Prudential's logo Image copyright bbc
Image caption The Prudential has said it may move its HQ overseas

The Pru's statement that it may be forced to quit the UK and move its HQ to the Far East is not just sabre rattling.

Its directors believe they would have no choice if the EU's long-debated and still unfinalised new solvency rules - called Solvency 2 - are not radically amended, because the damage to shareholders would otherwise be crippling.

Or at least that is what they tell me.

The main problem for the Pru is that the proposed new capital rules would undermine the competitiveness of its big US operation - because it would force any European insurer to hold vastly more capital than US rivals (so Axa of France and Allianz of Germany would be hurt too).

A move of home to Asia, where the Pru has substantial operations, would solve this US problem.

But even if it relocated, that would not be the end of the woes for this historic British business and its customers, from EU rules that are supposed to be strengthening insurers.

The Pru fears there would be substantial losses for millions of British people saving for their retirement with life companies such as the Pru and Legal & General.

According to the Pru, Solvency 2 would force it to invest disproportionately more in short-dated, low yielding sovereign bonds - to the substantial detriment of its savers, who would face reduced pensions.

The alleged madness of the new rules is that the Pru would be encouraged to invest in loans of up to five years to the likes of the Greek government and discouraged from investing in 10-year bonds issued by robust companies like Tesco and Diageo.

Apparently, pensions already in payment could be reduced, along with future pensions, unless existing pensions are exempted or grandfathered, I am told.

The deadline for sorting all this was supposed to be January just gone, and may now be the middle of next year.

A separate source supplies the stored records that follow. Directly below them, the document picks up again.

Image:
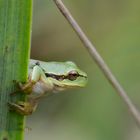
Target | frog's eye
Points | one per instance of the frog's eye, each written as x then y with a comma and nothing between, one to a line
73,75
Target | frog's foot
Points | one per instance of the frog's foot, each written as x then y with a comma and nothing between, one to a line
24,87
23,108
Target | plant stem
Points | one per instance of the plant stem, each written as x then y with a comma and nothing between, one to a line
99,60
15,30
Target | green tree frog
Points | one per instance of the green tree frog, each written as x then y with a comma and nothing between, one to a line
46,77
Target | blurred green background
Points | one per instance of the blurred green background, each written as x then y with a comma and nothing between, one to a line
95,112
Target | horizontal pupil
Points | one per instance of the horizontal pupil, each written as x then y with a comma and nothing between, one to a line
58,77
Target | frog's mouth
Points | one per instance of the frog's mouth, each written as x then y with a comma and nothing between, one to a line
73,79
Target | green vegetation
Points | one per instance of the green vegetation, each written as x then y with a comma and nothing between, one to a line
15,29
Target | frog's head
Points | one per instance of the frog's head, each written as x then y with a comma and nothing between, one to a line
66,75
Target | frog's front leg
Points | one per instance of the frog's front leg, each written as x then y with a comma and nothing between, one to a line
24,108
32,80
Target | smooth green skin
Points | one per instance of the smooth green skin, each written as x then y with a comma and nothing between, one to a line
38,80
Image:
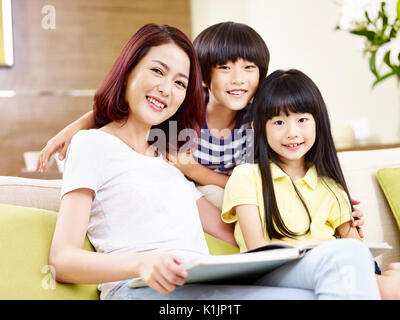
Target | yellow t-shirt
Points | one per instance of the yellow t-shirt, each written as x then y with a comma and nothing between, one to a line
328,207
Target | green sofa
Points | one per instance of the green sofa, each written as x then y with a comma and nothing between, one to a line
25,239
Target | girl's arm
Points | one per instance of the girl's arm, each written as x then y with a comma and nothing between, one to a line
251,226
212,223
61,140
185,162
73,264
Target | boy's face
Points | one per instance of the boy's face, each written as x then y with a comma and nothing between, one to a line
291,136
233,84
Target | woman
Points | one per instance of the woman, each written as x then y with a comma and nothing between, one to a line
140,213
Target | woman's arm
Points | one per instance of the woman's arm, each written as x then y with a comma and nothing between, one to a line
73,264
251,226
212,223
196,171
61,140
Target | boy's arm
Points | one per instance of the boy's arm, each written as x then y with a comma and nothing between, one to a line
61,140
185,162
251,226
212,223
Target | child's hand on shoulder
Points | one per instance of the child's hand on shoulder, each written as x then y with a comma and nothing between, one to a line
162,272
183,160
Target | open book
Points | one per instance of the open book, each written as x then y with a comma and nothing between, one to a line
251,263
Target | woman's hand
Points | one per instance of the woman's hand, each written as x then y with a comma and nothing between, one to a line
358,219
60,143
162,272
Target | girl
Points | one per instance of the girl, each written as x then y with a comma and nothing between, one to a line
295,191
140,213
234,59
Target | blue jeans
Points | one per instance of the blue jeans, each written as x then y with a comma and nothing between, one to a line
337,269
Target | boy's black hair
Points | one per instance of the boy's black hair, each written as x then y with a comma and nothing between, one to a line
229,41
292,91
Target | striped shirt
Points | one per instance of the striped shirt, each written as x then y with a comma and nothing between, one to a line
223,155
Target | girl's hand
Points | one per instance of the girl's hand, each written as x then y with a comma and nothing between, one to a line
358,219
183,160
162,272
60,143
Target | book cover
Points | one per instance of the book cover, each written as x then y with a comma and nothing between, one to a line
251,263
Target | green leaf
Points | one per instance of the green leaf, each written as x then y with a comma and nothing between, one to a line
384,77
372,65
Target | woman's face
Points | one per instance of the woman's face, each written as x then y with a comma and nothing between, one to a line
157,85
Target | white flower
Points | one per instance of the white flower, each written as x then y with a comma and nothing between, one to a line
353,13
394,47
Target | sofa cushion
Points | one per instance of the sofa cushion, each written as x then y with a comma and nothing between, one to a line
219,247
25,239
389,180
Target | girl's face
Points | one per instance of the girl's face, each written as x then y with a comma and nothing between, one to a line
292,136
156,86
233,84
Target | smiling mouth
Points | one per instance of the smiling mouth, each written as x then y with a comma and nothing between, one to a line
156,103
237,92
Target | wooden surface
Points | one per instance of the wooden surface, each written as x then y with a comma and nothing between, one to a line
77,54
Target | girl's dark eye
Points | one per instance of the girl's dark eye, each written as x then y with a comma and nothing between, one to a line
156,70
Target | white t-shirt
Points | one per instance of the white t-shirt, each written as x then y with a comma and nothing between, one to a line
142,204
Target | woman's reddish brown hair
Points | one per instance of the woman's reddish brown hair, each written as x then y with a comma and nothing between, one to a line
109,100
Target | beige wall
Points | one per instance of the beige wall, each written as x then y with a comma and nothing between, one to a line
77,54
300,34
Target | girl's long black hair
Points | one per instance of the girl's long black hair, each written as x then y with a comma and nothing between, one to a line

If you were minded to be alarmed about all this, it would be because the Pru's anxieties are widely regarded in the rest of Europe as typical British bellyaching.

It is true that the UK has a particular problem But that is because more British people save in proper funded pots for their retirement than tends to be the case on the continent.

Surely EU rules should encourage such saving, not penalize it? Or is the Pru bonkers to worry about the impact on the wealth of its customers of the EU's Solvency 2?